Aptal İris, aptal! Suyun içinde çığlık atmak da neyin nesiydi?

Derin derin içime çektiğim havayı sevinçle karşılayan ciğerlerim şişti. Göğsüm yaşama tutunmanın sevinciyle şiddetle inip kalkıyordu. Coşkum uzun süremeden bedenime sarılan kaygan yüzeyi hissettim. Belimde olan sümüksü yapı bacaklarımı da sardığında panikle bağırdım. Neye, kime bağırdığımı bilmiyorum ama susmak bilmeden bağırıyordum. Panik bütün zihnimi ele geçirdiğinde ismimin çığlık çığlığa seslenildiğini duydum. Fakat acım ve paniğim o kadar fazlaydı ki başka bir şeye yoğunlaşamıyordum. Düşünemiyordum.

Vücudumun tamamı kaygan yüzeyle sarılmıştı. Boynuma değen sümüksü yapıyı hissettim. "Lanet olsun! Lanet olsun!" gövdemi hareket ettirmeye çalıştım. Çığlık çığlığa olduğum yerde debeleniyordum. Ellerimi yumruk yapacak kadar bile alanım yoktu. Yılan vücudumu ikinci bir deri gibi sarmalamıştı. Vücudum hareket edemiyordu. Kaslarımı sıkmak işe yaramıyordu. Gözlerimden sessizce akan yaşlarla ölümümü bekledim. Biraz daha... Biraz daha boğazımı sıkarsa ölecektim.

Yılanın serzenişiyle ne olduğunu anlamadan suya giren bedenim hızla yukarı çıktı. Kuyruk geri çekilirken olanları görmek için odaklandım. Gaius ve Setsu'nun iki yandan tırnaklarını geçirdiği yılan can havliyle kuyruğuna sardığı bedenimi oradan oraya savuruyordu. Ölçüsüz hızdan dolayı gözlerim olayları takip etmekte zorluk çekiyordu.

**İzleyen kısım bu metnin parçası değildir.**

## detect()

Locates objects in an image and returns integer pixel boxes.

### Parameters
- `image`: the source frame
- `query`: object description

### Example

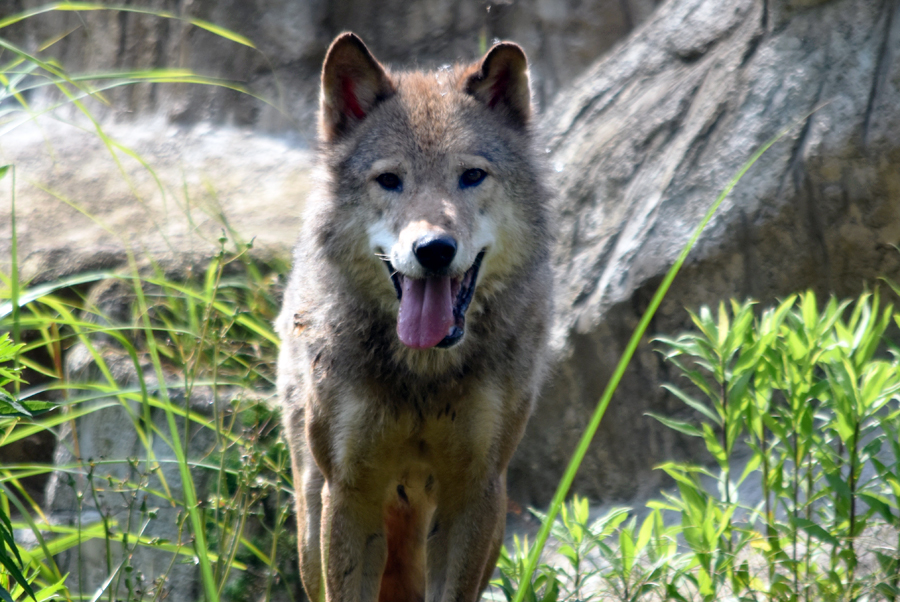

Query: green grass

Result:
[496,285,900,602]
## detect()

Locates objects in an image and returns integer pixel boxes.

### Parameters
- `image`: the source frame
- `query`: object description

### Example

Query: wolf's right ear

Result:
[319,32,395,142]
[463,42,531,127]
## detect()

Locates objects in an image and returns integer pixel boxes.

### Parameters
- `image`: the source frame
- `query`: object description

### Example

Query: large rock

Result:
[0,0,660,140]
[510,0,900,503]
[0,119,312,283]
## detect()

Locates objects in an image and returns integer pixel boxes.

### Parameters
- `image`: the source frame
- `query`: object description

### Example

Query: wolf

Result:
[277,33,552,602]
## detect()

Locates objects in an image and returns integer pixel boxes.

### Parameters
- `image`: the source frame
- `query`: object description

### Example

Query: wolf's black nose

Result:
[413,234,456,270]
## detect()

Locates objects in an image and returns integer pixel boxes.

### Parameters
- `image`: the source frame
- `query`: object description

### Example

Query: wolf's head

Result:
[319,33,546,349]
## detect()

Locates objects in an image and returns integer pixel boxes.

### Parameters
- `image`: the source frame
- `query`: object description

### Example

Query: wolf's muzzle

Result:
[413,234,457,272]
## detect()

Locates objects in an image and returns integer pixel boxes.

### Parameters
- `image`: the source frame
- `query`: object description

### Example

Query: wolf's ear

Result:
[463,42,531,127]
[319,32,394,141]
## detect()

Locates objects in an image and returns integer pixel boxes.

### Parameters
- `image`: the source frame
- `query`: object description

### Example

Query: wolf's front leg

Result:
[427,474,506,602]
[322,483,387,602]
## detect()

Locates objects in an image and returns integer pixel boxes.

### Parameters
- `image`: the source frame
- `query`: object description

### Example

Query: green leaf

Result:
[859,492,900,526]
[0,389,57,418]
[662,385,722,425]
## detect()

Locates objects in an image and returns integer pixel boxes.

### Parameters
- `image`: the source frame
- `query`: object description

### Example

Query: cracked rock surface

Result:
[509,0,900,503]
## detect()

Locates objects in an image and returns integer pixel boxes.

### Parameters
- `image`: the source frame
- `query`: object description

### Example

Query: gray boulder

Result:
[509,0,900,504]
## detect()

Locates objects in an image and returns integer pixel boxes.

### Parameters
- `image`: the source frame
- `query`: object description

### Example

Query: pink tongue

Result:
[397,276,453,349]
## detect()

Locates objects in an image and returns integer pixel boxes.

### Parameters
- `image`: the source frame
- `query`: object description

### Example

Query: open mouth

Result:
[385,250,484,349]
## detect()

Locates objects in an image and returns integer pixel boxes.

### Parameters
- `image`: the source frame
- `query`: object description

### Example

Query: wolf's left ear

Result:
[463,42,531,127]
[319,32,395,141]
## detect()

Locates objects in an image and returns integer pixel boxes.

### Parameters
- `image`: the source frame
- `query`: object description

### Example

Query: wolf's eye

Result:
[459,168,487,188]
[375,172,403,192]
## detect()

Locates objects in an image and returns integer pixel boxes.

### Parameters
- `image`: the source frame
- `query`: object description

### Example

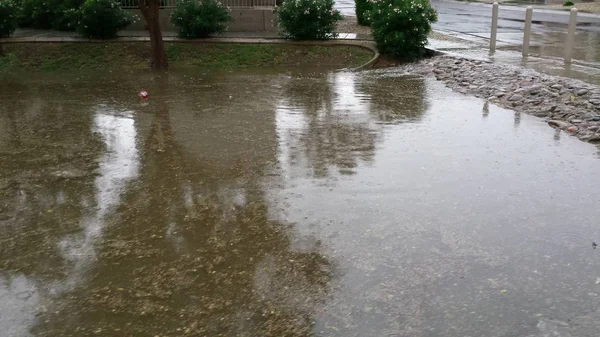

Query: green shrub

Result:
[18,0,85,30]
[277,0,343,40]
[0,0,18,38]
[369,0,437,60]
[354,0,373,26]
[171,0,232,38]
[50,0,85,31]
[77,0,137,39]
[18,0,54,29]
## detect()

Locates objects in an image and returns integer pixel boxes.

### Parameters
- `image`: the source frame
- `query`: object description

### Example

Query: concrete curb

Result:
[0,36,380,71]
[441,0,600,18]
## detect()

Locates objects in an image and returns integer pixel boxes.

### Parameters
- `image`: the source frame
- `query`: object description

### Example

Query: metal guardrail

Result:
[120,0,277,8]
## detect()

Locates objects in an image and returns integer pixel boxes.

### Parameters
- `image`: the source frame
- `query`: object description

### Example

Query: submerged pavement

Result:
[0,69,600,337]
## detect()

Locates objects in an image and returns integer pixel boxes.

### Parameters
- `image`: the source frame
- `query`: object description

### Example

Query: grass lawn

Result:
[0,42,373,72]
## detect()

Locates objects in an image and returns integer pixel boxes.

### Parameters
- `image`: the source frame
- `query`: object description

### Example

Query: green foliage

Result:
[171,0,232,39]
[18,0,54,29]
[0,0,18,38]
[18,0,85,30]
[369,0,437,60]
[77,0,137,39]
[277,0,343,40]
[354,0,373,26]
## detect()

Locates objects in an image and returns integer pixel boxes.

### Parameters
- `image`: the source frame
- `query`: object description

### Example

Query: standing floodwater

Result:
[0,71,600,337]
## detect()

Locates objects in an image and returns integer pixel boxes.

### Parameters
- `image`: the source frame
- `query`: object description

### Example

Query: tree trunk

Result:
[138,0,169,70]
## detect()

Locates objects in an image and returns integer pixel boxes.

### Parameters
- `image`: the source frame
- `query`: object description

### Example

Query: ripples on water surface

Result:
[0,70,600,337]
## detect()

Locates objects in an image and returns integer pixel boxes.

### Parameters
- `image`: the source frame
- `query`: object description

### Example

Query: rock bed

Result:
[404,56,600,143]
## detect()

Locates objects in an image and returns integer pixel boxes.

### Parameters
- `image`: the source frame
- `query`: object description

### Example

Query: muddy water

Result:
[0,70,600,337]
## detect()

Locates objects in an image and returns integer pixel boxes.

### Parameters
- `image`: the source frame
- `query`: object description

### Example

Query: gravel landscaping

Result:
[403,56,600,143]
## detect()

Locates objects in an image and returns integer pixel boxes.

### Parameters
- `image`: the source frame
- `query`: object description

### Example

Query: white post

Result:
[523,6,533,57]
[565,8,577,63]
[490,2,500,53]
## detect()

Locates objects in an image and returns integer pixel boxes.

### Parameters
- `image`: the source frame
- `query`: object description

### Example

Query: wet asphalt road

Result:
[336,0,600,63]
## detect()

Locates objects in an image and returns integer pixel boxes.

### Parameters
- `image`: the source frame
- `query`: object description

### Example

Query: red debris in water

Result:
[138,89,148,99]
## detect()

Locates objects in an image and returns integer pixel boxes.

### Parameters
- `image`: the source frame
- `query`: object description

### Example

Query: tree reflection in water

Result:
[0,74,332,336]
[277,72,379,177]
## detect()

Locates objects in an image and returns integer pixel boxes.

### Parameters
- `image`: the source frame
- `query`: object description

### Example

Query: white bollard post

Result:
[523,6,533,57]
[490,2,500,53]
[565,8,577,63]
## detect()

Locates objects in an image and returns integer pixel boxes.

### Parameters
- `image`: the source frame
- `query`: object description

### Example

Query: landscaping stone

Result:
[396,55,600,143]
[508,94,523,102]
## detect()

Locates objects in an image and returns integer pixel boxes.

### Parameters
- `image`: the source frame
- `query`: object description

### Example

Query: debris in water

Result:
[138,89,148,100]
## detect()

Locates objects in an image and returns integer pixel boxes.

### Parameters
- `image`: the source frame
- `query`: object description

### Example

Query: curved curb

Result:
[0,36,380,71]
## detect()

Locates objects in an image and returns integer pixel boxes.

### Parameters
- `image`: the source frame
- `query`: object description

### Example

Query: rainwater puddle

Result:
[0,70,600,337]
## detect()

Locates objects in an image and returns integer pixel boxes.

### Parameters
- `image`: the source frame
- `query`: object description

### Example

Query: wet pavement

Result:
[0,69,600,337]
[336,0,600,68]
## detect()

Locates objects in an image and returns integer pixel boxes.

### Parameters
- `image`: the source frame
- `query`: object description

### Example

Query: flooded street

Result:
[0,69,600,337]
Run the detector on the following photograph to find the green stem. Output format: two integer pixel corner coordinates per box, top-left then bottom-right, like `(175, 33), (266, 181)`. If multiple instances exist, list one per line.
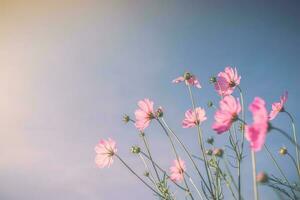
(157, 119), (194, 200)
(115, 154), (165, 199)
(141, 151), (188, 192)
(264, 144), (296, 197)
(161, 118), (212, 193)
(141, 132), (160, 182)
(284, 111), (300, 176)
(251, 150), (258, 200)
(187, 85), (215, 199)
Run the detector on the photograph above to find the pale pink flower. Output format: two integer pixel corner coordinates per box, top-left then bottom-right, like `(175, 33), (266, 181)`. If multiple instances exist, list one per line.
(182, 107), (207, 128)
(215, 66), (241, 96)
(245, 97), (269, 151)
(170, 158), (186, 181)
(212, 95), (241, 134)
(172, 72), (201, 88)
(134, 99), (154, 131)
(95, 138), (117, 168)
(269, 92), (288, 120)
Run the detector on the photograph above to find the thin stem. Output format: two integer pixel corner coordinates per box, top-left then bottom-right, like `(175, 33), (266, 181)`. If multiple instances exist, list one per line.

"İris! Seni bırakır bırakmaz karaya yüz! Sakın oyalanma!" Setsu'nun talimatı kulaklarıma ulaştığında suya tokat misali vurulup durmaktan harap olmuş bedenimle onay vermeye çalıştım. Fakat kıpırdayamadığım yetmiyormuş gibi konuşamıyordum da.

"İris!" benden cevap alamayan Setsu adımı seslendiğinde yutkunup sesimi bulmaya odaklandım. Bağırabildiğimde sesim titremişti korkum sesimle bütün oluşmuştu. "Kurtulamıyorum!"

"Bize bırak!" diyen Gaius suya daldı.

Yalnız kalan Setsu'yu fark eden yılan kuyruğunda benimle kıvrılarak hareket etti. Koca ağzıyla Setsu'yu yutmak için ileri atıldı. Suyun içinde nasıl yaptığını anlamadığım Setsu, hızla kendini kenara savurdu. Avına odaklanan sürüngen odağının son anda kaçışını fark edemeyecek kadar hız almıştı. Boşluğa geldiğinde hızını alamadan suya daldı. Olayları arkadan takip eden ben suya gireceğimizi anlayınca son anda derin bir nefes çekebilmiştim.